In October 2013, he returned to Italy, signing for Vanoli Cremona. Kalve was released in December, after some disappointing performances. He returned in Latvia with BK Valmiera.

On August 4, 2015, he signed with Sundsvall Dragons of the Swedish Basketligan.

On August 22, 2016, Kalve signed with Romanian club BC Mureș for the 2016–17 season.

On December 9, 2017, Kalve signed with Romanian club Phoenix Galați.

On November 1, 2019, Kalve signed with Swedish club Köping Stars. He averaged 10.4 points and 4.4 rebounds per game when the Coronavirus-pandemic hit Sweden in March 2020 and the season got cancelled. With Köping Stars being on a third place, they received a bronze medal.

On July 14, 2020, he re-signed with the team.

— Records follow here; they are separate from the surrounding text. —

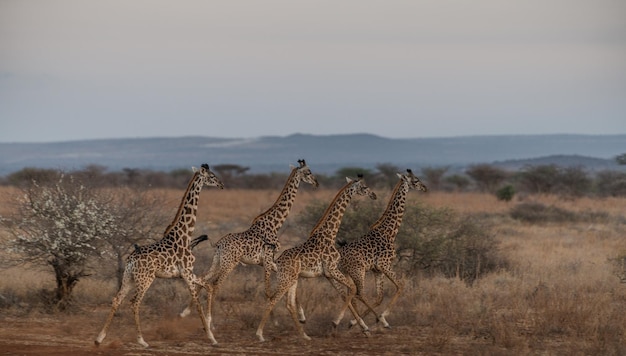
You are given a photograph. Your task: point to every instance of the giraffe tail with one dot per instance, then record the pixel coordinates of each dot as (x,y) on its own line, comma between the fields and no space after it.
(197,241)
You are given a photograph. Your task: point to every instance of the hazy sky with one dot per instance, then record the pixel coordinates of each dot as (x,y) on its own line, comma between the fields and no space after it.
(72,70)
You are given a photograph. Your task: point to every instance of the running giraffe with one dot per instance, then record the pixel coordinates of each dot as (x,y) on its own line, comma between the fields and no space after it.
(169,257)
(375,251)
(316,257)
(257,244)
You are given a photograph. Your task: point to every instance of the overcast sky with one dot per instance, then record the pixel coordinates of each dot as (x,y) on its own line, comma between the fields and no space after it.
(73,70)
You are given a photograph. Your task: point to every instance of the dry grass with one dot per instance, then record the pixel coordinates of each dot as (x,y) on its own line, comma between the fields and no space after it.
(560,294)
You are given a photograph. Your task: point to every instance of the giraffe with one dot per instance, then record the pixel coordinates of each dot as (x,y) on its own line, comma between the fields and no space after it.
(169,257)
(375,250)
(316,257)
(257,244)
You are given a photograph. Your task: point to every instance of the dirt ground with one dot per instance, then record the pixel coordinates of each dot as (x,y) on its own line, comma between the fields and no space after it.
(74,335)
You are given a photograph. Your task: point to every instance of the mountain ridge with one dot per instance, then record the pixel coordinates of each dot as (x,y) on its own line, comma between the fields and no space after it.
(326,153)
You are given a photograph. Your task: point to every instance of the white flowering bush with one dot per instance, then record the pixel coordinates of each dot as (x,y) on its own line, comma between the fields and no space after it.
(68,223)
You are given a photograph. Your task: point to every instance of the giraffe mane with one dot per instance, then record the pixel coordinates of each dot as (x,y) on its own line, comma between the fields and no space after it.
(285,187)
(329,207)
(182,204)
(393,194)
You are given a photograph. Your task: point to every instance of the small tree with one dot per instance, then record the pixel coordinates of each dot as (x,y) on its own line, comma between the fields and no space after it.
(61,225)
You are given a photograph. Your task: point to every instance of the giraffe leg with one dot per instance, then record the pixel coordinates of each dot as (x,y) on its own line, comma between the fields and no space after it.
(215,280)
(283,286)
(292,306)
(117,300)
(207,277)
(192,283)
(360,282)
(136,303)
(399,288)
(335,274)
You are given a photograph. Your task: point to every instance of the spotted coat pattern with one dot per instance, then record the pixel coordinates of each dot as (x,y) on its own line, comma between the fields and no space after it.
(316,257)
(257,244)
(169,257)
(375,251)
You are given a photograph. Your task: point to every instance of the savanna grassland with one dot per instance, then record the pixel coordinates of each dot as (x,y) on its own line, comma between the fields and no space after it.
(558,294)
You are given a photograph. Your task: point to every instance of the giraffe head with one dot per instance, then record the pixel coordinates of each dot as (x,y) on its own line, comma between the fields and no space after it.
(412,181)
(303,173)
(360,188)
(208,178)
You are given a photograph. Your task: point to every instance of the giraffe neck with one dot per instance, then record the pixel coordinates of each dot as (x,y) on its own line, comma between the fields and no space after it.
(185,220)
(274,217)
(389,222)
(328,225)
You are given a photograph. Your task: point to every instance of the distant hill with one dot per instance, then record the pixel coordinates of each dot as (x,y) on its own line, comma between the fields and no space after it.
(324,153)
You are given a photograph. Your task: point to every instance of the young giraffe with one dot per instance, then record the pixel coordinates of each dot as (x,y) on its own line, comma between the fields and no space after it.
(375,250)
(316,257)
(257,244)
(169,257)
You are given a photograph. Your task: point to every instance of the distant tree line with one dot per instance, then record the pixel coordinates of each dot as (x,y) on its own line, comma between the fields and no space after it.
(533,179)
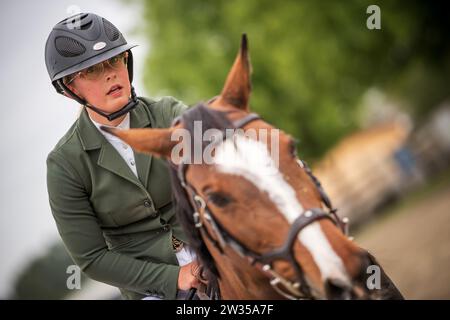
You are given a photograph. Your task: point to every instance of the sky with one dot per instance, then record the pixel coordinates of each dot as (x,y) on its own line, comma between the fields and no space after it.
(35,117)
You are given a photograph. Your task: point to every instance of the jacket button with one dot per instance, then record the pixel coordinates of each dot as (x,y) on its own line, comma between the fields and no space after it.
(147,203)
(154,215)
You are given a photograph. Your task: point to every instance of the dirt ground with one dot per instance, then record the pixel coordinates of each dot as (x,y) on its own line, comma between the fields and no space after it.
(413,245)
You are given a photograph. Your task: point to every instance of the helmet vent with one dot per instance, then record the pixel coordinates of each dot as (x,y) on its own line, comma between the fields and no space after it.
(111,31)
(77,22)
(68,47)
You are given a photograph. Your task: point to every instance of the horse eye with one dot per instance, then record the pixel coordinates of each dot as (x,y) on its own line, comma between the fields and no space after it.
(219,199)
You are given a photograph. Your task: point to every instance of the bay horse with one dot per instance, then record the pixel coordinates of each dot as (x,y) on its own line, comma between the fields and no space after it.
(261,229)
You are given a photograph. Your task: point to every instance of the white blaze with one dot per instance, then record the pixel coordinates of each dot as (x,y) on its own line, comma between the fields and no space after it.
(250,159)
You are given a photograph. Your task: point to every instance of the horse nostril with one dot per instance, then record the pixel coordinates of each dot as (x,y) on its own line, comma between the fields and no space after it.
(337,289)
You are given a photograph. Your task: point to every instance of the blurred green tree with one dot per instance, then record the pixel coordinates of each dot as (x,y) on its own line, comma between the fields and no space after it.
(45,277)
(312,60)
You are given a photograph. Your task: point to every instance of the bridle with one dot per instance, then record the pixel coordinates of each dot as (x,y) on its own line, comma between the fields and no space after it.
(221,238)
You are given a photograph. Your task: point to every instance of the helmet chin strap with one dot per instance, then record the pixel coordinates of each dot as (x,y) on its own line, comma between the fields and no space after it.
(131,104)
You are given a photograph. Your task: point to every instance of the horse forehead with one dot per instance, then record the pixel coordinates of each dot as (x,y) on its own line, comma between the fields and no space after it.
(250,159)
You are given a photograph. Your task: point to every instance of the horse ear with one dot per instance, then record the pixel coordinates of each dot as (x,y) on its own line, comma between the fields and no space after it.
(152,141)
(237,88)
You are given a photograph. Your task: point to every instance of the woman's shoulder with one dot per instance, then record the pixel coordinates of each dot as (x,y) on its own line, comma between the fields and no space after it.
(69,143)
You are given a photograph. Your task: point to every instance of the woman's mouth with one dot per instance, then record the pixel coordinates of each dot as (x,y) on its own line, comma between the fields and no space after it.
(115,91)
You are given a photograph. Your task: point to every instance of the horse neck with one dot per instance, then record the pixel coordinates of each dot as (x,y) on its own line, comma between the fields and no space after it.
(239,279)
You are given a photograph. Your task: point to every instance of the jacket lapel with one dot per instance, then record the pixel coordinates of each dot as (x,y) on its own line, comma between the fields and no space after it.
(109,158)
(140,118)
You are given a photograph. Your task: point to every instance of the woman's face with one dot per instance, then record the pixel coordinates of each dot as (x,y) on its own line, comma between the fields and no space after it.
(110,91)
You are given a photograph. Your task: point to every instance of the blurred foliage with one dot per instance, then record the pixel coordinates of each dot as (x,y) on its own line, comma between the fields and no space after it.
(312,60)
(45,277)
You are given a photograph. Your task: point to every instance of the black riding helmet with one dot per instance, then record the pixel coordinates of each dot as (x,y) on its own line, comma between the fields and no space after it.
(79,42)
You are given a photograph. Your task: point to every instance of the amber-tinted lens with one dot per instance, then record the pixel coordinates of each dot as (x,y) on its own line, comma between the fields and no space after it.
(94,72)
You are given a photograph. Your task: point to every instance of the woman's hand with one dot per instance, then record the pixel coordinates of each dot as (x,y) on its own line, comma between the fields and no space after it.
(187,277)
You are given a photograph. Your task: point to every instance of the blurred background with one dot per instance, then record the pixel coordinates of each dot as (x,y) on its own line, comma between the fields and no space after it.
(370,108)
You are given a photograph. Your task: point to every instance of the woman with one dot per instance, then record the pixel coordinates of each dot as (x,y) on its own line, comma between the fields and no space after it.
(112,207)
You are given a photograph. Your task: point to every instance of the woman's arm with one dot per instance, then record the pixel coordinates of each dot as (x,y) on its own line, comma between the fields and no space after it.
(77,224)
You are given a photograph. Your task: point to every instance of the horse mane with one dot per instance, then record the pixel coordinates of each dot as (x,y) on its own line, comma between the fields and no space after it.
(210,119)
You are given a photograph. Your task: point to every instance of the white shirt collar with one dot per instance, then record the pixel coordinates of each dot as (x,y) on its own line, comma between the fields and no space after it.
(125,124)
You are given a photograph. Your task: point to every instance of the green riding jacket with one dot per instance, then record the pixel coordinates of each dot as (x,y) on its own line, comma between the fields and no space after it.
(117,227)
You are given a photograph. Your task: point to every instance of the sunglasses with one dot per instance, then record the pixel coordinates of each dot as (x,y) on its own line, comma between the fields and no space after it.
(96,71)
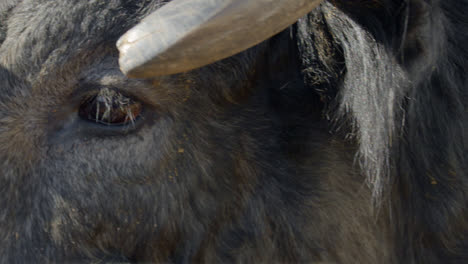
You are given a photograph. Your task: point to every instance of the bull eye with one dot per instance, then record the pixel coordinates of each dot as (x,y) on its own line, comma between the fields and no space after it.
(109,107)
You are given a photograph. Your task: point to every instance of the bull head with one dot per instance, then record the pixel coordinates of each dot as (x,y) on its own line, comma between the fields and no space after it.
(187,34)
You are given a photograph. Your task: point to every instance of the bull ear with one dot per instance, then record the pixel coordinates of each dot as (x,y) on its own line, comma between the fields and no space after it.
(187,34)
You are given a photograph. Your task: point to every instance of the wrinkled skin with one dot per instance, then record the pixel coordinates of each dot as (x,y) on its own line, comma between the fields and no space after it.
(250,159)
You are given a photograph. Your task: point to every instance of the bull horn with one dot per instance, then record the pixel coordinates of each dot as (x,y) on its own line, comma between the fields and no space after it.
(187,34)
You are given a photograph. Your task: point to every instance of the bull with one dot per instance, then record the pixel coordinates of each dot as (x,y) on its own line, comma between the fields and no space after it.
(233,131)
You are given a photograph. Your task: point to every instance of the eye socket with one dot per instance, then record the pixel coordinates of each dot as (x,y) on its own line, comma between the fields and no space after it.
(109,107)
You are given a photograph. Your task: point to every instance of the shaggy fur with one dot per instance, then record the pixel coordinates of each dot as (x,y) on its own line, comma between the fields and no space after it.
(340,140)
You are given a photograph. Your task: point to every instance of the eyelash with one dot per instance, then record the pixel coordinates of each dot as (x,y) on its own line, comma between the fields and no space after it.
(111,108)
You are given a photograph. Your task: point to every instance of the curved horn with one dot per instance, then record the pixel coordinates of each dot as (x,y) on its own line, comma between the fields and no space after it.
(187,34)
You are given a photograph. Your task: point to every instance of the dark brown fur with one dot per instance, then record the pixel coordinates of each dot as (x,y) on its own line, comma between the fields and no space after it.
(340,140)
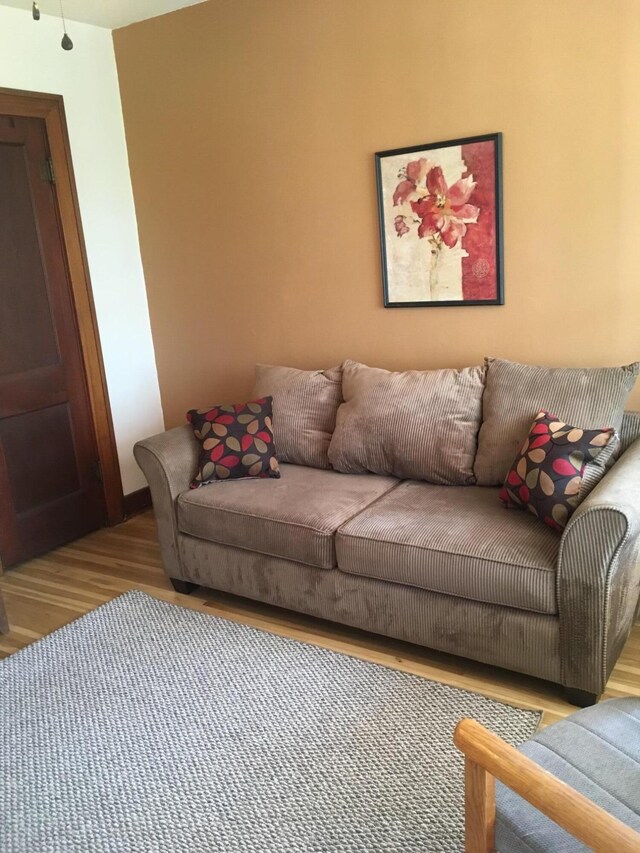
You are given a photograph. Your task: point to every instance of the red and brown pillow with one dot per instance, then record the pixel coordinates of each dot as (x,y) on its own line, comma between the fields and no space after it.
(236,442)
(547,475)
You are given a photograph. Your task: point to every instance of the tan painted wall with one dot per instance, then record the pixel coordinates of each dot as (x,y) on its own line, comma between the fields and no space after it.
(251,127)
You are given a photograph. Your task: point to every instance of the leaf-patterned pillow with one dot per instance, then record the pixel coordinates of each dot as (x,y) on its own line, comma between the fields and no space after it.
(236,442)
(547,475)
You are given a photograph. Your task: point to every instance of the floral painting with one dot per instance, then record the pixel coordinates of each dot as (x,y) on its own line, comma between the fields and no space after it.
(440,223)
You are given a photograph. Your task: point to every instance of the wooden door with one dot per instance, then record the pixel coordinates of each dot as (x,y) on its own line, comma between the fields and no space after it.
(50,489)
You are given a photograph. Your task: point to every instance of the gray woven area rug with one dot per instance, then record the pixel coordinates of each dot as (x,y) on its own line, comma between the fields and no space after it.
(145,726)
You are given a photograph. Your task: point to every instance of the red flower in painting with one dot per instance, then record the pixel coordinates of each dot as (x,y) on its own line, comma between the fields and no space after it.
(445,210)
(413,186)
(401,226)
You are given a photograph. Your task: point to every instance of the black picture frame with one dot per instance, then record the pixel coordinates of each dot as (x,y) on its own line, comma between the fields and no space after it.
(485,248)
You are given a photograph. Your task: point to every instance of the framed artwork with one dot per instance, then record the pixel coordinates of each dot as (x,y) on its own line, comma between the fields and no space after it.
(440,208)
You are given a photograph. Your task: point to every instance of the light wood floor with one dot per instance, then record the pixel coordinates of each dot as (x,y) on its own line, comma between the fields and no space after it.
(48,592)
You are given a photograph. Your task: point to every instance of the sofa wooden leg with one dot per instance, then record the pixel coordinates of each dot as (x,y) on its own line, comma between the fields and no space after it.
(581,698)
(185,587)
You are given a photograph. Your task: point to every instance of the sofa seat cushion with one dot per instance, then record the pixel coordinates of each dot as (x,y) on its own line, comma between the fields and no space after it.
(454,540)
(295,517)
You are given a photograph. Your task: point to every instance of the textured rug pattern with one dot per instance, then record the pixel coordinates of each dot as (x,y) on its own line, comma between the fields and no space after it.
(145,726)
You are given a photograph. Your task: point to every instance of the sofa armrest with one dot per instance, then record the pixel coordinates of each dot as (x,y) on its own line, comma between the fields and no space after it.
(169,462)
(598,577)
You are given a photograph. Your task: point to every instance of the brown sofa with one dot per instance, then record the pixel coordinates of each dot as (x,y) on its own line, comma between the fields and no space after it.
(443,566)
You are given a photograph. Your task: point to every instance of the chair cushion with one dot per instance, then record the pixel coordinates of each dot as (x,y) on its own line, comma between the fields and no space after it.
(295,517)
(305,403)
(418,425)
(457,541)
(597,752)
(593,398)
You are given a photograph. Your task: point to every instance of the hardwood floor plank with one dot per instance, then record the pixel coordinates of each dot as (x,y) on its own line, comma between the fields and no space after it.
(52,590)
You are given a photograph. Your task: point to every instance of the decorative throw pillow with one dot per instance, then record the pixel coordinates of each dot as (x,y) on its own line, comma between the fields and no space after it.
(236,442)
(305,403)
(579,395)
(416,425)
(547,477)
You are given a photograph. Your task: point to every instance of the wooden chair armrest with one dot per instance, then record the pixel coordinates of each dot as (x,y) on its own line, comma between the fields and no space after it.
(570,809)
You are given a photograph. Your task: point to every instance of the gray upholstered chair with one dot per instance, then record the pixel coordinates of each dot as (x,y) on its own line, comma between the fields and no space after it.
(4,622)
(574,787)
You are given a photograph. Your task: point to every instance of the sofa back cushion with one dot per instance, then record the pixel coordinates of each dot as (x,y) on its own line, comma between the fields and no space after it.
(594,398)
(305,403)
(418,425)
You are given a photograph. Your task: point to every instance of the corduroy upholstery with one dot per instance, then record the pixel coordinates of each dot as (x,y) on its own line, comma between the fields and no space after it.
(451,553)
(295,517)
(589,398)
(576,643)
(169,462)
(599,575)
(503,636)
(597,752)
(419,424)
(305,403)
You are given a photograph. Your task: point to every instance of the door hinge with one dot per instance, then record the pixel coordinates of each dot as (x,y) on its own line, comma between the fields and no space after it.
(47,172)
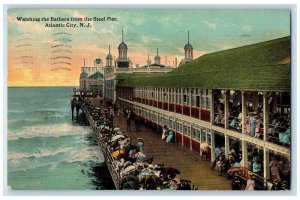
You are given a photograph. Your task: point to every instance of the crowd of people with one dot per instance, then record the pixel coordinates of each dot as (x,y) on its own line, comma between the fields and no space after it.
(134,169)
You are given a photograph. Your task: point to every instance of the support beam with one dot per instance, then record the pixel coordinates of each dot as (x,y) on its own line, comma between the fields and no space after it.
(190,99)
(213,146)
(226,110)
(244,161)
(266,163)
(227,147)
(243,113)
(255,100)
(266,115)
(212,106)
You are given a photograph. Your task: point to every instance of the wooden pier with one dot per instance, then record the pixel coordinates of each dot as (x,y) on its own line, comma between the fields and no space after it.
(191,165)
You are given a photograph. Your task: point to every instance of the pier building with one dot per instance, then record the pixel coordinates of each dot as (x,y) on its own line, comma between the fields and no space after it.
(237,100)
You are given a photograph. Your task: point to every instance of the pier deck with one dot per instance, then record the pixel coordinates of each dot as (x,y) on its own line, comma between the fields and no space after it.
(175,155)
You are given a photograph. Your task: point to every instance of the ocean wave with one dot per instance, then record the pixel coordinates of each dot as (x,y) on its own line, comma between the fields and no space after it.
(53,130)
(23,120)
(49,110)
(17,156)
(15,111)
(19,161)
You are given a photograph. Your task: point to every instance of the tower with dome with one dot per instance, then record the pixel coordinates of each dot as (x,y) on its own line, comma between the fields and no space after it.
(122,61)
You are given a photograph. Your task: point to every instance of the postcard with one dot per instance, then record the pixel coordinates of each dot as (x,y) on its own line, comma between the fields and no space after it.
(149,99)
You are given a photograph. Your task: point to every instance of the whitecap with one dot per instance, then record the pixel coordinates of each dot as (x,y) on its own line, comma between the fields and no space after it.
(53,130)
(15,111)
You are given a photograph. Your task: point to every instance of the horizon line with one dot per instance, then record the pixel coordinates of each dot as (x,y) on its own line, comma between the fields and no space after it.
(19,86)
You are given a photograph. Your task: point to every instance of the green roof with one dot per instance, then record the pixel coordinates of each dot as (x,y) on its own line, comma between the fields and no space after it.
(260,67)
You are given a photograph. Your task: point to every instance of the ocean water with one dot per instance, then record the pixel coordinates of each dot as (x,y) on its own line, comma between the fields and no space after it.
(46,150)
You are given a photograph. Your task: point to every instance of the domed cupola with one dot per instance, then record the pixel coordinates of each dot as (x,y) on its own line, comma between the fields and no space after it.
(109,58)
(83,74)
(188,51)
(157,58)
(122,49)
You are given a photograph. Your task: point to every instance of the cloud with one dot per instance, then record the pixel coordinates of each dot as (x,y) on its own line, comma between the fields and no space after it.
(210,24)
(150,38)
(247,28)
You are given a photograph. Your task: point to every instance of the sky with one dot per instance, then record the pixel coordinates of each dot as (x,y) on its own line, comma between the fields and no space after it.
(53,56)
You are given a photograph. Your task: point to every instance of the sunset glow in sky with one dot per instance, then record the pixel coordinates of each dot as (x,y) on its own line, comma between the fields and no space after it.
(53,56)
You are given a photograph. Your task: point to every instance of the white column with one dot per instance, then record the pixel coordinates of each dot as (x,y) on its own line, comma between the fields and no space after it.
(212,106)
(200,103)
(255,100)
(266,163)
(266,115)
(243,112)
(226,110)
(244,161)
(169,90)
(181,97)
(190,102)
(190,127)
(213,146)
(227,147)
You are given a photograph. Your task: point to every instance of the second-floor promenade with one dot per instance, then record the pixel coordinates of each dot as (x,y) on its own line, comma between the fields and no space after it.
(239,96)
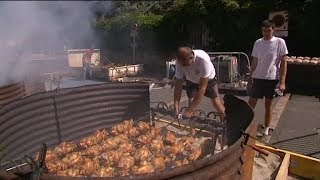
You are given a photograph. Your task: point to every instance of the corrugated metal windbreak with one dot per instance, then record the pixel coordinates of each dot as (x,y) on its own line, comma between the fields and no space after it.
(68,114)
(11,92)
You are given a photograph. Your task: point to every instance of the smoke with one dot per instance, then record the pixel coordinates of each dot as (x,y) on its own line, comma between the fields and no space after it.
(43,27)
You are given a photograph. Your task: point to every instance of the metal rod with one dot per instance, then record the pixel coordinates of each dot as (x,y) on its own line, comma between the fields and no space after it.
(16,166)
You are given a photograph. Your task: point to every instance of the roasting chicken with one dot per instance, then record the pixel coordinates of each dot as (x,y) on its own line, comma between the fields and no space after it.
(175,149)
(93,150)
(187,142)
(89,166)
(111,157)
(170,138)
(157,144)
(132,132)
(159,162)
(144,139)
(154,133)
(50,156)
(121,138)
(142,154)
(143,168)
(109,143)
(194,154)
(143,126)
(72,159)
(126,163)
(100,134)
(65,148)
(127,148)
(122,127)
(89,141)
(181,162)
(104,172)
(56,166)
(70,172)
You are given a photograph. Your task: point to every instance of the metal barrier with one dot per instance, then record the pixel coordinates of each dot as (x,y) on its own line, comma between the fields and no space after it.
(11,92)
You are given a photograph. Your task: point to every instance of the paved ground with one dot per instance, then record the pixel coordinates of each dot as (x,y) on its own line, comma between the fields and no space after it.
(299,127)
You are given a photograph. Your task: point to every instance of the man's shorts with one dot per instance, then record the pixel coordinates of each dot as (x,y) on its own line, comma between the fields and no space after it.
(263,88)
(211,92)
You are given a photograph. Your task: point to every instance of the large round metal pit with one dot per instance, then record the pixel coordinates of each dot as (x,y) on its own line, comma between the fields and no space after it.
(70,114)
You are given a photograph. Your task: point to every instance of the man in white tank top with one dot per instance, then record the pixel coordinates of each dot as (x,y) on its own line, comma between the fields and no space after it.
(268,70)
(199,72)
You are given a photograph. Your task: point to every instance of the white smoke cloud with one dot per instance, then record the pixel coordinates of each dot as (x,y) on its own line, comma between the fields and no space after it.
(34,26)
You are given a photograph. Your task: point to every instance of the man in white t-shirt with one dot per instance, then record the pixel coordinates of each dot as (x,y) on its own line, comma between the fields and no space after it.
(268,70)
(199,72)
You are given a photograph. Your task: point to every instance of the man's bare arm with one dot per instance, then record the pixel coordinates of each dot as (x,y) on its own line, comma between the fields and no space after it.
(202,89)
(177,92)
(283,70)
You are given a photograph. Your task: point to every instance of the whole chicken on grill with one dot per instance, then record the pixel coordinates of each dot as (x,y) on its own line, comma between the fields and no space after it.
(70,172)
(73,159)
(109,143)
(144,168)
(121,138)
(144,139)
(175,149)
(51,155)
(111,157)
(100,134)
(132,132)
(159,162)
(170,138)
(93,150)
(187,142)
(56,166)
(89,166)
(65,148)
(122,127)
(89,141)
(154,133)
(181,162)
(157,144)
(142,154)
(143,126)
(126,163)
(127,148)
(194,154)
(104,172)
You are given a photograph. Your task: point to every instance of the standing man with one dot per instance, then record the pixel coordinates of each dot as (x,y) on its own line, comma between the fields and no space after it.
(201,80)
(268,70)
(86,61)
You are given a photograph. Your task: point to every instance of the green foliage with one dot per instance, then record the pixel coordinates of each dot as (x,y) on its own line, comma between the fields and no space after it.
(233,24)
(127,19)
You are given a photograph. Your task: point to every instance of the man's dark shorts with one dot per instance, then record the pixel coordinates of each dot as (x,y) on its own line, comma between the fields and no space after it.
(211,92)
(263,88)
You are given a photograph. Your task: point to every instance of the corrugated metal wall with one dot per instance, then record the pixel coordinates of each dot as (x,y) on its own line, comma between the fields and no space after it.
(67,114)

On June 17, 2021, Köping Stars announced that Kalve had re-signed with the team for the 2021-2022 SBL season both as a player, but would also take the role as assistant coach for the team. He also got the job to coach the clubs B-team in division 2 (fourth highest level). https://kopingstars.se/kalve-ny-assisterande-coach-i-stars-2/

On January 11, 2022, it was known that Kalve would retire as a player and focus on his coaching career.